Nuns with Shotguns by P. H. Mountain is a raucous, high-octane continuation of his autobiographical series The World Is My Ashtray, picking up where Pepperoni, Jalapeños & LSD left off.
Set primarily in the Rocky Mountain ghost town of Eldora, Colorado, the memoir immerses readers in a surreal microcosm of hermits, mountain saloons, and twenty-year-old ambition. The setting spectacular, serene, and sparsely populated becomes both sanctuary and launchpad. Paul retreats there determined to write his way to financial freedom, hunched over a typewriter, fueled by beer, hallucinogens, and relentless self-belief.
What makes Nuns with Shotguns compelling is its tonal duality.
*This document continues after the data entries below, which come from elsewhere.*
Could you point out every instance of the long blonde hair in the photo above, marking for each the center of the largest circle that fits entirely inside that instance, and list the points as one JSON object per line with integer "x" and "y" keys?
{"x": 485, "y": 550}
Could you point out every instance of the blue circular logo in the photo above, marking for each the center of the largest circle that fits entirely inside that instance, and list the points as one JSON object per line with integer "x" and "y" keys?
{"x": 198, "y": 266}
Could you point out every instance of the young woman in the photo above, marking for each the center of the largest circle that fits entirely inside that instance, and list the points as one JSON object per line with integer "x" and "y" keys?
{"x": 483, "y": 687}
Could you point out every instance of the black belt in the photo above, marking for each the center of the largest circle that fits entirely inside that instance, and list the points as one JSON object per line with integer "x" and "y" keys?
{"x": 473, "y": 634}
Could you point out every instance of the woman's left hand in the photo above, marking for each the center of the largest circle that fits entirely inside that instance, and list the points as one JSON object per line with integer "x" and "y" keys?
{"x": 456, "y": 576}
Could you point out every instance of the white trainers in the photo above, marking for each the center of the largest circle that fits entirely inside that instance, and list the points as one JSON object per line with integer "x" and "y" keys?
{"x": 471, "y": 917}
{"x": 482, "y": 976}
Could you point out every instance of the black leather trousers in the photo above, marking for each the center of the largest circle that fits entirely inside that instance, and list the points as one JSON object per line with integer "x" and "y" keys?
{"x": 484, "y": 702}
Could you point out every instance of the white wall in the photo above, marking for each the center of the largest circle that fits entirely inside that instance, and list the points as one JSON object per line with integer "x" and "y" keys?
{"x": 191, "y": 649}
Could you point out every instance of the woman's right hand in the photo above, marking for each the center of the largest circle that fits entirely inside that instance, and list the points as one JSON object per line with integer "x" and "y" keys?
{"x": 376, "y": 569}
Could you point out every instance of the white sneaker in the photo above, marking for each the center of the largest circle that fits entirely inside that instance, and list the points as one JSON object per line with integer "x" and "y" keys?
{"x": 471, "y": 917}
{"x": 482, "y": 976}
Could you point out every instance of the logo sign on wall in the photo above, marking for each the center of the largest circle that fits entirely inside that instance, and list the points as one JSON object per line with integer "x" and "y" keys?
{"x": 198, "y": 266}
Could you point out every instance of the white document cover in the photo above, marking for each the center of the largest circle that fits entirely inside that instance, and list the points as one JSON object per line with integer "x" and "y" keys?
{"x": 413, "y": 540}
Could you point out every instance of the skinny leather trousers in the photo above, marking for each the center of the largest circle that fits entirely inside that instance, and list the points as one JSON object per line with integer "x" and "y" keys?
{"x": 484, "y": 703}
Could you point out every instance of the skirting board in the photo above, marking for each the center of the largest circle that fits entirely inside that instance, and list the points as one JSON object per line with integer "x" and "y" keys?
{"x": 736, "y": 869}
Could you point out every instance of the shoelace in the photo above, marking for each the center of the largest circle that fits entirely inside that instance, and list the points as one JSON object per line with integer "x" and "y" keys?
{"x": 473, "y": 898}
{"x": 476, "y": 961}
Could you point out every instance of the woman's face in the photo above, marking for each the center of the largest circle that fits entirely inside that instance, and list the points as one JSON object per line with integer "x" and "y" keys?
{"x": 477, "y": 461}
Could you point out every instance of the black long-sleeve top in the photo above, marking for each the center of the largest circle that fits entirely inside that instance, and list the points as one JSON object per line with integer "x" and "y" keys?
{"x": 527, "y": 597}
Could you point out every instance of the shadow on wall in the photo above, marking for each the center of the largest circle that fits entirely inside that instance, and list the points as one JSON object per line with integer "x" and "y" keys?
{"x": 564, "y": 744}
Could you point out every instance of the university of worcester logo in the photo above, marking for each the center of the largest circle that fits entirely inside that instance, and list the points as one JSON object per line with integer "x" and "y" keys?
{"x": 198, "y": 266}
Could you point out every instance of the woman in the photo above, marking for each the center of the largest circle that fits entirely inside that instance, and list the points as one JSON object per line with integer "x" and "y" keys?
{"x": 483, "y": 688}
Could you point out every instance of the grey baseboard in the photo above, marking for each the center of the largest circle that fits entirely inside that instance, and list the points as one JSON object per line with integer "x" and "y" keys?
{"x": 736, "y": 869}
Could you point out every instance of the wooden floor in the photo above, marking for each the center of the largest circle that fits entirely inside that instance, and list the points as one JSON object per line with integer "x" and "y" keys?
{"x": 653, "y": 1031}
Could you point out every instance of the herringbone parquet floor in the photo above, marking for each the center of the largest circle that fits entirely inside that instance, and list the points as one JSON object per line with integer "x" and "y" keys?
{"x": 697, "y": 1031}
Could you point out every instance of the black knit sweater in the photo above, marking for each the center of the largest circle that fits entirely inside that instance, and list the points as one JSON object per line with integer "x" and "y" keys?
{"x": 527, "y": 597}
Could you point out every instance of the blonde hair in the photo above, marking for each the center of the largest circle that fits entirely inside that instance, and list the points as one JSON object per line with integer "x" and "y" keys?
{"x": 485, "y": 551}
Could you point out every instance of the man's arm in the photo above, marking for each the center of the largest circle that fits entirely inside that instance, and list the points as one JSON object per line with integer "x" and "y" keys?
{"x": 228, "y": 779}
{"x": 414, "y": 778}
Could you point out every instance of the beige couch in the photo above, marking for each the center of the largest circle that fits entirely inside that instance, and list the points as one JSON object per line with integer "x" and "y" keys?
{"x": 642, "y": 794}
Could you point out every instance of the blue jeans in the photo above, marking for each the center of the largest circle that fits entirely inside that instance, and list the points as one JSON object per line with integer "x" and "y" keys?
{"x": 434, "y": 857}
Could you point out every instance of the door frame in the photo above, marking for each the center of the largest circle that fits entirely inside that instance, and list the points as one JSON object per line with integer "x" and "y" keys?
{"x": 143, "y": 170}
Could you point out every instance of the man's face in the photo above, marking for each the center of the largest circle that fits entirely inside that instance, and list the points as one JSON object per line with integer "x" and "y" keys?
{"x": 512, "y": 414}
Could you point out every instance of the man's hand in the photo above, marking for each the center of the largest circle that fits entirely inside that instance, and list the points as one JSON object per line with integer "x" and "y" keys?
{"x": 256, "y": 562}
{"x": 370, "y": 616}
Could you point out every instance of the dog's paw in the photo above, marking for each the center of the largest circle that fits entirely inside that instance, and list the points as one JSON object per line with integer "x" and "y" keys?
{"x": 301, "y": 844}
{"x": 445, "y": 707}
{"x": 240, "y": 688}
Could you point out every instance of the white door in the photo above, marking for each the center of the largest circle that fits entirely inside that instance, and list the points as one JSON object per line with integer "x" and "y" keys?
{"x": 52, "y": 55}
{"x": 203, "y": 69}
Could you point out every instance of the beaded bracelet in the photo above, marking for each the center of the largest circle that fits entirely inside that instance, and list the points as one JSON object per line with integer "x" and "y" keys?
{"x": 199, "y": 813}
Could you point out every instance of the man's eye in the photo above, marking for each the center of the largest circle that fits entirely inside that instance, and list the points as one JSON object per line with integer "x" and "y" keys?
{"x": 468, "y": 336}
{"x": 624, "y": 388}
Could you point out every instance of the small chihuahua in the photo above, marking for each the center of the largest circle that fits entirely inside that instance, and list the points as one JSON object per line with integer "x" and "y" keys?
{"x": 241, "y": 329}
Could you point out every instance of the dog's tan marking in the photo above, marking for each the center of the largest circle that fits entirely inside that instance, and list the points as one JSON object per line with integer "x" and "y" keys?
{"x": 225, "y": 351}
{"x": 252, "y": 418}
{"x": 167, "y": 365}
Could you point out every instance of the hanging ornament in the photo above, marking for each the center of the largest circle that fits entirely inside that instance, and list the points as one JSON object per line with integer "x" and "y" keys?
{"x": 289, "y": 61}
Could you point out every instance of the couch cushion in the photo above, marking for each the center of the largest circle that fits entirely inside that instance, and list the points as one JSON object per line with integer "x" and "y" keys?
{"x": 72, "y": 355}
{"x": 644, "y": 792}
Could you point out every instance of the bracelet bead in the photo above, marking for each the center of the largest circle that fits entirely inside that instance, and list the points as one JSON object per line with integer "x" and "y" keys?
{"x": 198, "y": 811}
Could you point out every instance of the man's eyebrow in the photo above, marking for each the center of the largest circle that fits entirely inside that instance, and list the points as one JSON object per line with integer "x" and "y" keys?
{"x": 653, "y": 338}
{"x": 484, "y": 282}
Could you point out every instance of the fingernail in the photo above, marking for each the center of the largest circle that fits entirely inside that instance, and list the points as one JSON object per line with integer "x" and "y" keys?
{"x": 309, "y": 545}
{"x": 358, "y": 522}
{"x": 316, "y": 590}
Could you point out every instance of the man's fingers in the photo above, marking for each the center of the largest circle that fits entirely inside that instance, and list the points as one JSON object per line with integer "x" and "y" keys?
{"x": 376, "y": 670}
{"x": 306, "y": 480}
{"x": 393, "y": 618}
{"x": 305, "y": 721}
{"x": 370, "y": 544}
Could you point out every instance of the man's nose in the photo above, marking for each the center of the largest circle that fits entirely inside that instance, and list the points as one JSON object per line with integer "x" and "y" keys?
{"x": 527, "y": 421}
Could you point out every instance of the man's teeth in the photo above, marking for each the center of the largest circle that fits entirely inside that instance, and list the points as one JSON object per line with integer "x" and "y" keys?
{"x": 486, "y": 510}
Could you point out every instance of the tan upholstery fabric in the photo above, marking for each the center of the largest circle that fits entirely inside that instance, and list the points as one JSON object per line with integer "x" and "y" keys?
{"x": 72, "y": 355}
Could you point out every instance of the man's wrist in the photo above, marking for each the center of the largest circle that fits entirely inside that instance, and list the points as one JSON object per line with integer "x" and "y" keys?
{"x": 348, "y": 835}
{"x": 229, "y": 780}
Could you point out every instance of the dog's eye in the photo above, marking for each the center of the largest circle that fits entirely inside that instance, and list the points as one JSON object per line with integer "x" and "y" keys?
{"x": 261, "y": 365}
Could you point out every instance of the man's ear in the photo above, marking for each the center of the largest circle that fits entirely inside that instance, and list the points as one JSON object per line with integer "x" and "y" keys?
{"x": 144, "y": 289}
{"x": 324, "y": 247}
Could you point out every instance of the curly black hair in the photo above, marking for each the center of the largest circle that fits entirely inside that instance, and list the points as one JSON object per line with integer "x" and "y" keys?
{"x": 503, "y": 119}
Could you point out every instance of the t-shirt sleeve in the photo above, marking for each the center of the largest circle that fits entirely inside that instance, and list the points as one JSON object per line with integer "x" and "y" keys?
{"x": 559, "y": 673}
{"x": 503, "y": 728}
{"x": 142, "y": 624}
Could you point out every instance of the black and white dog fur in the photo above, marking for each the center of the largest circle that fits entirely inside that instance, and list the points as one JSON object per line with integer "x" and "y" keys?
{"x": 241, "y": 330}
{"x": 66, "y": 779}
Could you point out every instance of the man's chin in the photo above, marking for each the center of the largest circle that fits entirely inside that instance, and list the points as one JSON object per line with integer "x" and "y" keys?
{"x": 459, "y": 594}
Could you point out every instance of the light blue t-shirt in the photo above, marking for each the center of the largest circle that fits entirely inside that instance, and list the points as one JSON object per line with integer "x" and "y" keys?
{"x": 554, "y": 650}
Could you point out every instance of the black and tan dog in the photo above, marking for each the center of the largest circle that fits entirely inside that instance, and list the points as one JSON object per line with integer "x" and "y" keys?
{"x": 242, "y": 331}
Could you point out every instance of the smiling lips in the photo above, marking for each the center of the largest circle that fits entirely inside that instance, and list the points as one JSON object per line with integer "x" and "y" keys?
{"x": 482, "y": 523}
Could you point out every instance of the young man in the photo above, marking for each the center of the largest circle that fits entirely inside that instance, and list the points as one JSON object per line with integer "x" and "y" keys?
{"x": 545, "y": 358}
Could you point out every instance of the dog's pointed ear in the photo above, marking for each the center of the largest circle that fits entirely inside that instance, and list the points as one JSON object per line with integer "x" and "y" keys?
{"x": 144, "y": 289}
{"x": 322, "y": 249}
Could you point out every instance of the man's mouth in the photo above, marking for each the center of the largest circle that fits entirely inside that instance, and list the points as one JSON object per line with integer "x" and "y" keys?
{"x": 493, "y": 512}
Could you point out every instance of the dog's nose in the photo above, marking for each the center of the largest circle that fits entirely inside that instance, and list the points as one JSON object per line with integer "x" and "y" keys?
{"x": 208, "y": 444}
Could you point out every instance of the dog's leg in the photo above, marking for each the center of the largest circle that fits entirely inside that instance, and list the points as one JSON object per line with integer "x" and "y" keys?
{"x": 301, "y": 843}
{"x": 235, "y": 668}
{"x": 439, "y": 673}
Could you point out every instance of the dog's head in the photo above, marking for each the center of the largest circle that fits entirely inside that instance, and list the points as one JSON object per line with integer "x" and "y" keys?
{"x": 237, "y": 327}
On the surface, it’s comedic and irreverent motorcycle blasts through mountain roads, acid trips on alpine peaks, chaotic romances, and absurd social encounters. But beneath the bravado lies something more introspective: an awareness of mortality, loss, and the fragile beauty of fleeting moments.
The prose carries a magnetic, stream-of-consciousness intensity. Mountain does not romanticize recklessness so much as embrace it fully presenting a young man determined to squeeze life for every drop of sensation before the tech revolution reshapes the world.
The memoir’s episodic structure weddings, betrayals, brutal losses, mountain epiphanies mirrors the turbulence of early adulthood. It captures that volatile period where identity is still forming, where ambition and self-destruction often coexist.
For readers drawn to countercultural memoirs, mountain-town eccentricity, and stories that balance absurd humor with existential reflection, Nuns with Shotguns offers an unapologetic, vividly told ride.